Citizens are concerned about the quality of the air they breathe. Degraded air quality, high in pollutants, reduces quality of life and presents health and safety concerns. Poor air quality can reduce engagement in outdoor activities and long-term exposure may create health problems.
What Is Measured?
The Florida Department of Environmental Protection (FDEP) has two air quality monitoring sites in Polk County (both are in the Lakeland urban area). These stations sample the air for six major pollutants including carbon monoxide, lead, nitrogen dioxide, ozone, particulate matter, and sulfur dioxide.
How Is It Measured?
FDEP performs daily air quality sampling and analysis to calculate the daily air quality index score (AQI). The AQI is a single scale value that relates to pollutant levels and the associated health effects of the pollutant levels.
Polk County uses the AQI report to evaluate air quality by comparing the average number of good days and unhealthy days in the past five years to the same in the current year. An improvement in air quality is considered an increase in the number of days by 10 percent or more and is shown as green on the indicator. Declining air quality is considered a decrease in the number of days by 10 percent or more and is shown as red on the indicator. Maintaining air quality, shown as yellow, is indicated as a change in a day in the current year that is within +/- 10 percent of the five year average.
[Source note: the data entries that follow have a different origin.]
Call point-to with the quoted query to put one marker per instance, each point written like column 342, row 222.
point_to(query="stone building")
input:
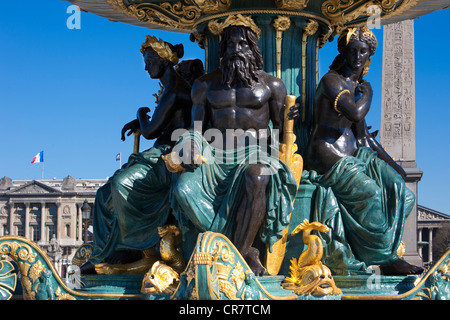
column 47, row 212
column 429, row 224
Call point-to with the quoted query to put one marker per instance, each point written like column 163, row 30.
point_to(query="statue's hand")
column 365, row 88
column 191, row 157
column 294, row 112
column 131, row 126
column 142, row 112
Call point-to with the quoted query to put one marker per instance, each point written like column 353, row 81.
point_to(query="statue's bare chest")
column 254, row 97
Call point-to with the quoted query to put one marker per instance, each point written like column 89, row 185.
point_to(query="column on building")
column 27, row 220
column 43, row 219
column 80, row 222
column 419, row 240
column 11, row 217
column 397, row 130
column 430, row 244
column 58, row 221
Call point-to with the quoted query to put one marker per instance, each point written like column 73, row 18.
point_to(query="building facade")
column 48, row 212
column 429, row 224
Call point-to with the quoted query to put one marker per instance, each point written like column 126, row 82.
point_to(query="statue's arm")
column 198, row 96
column 198, row 114
column 343, row 100
column 151, row 128
column 276, row 104
column 365, row 139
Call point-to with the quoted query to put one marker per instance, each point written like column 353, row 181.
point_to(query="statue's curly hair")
column 353, row 34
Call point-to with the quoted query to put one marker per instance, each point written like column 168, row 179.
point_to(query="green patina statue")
column 134, row 202
column 361, row 193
This measure is updated annually during the 1st quarter of the calendar year, as data is available.
How Is Polk Performing?
Air quality in Polk County declined 3 percent from the 5 year average of 303 to 295 good days in 2017. This decline is within +/-10% of the 5-year average and is indicated by yellow as maintaining air quality. Green would represent an improvement that exceeds 10 percent. Red would be a decline greater than 10 percent.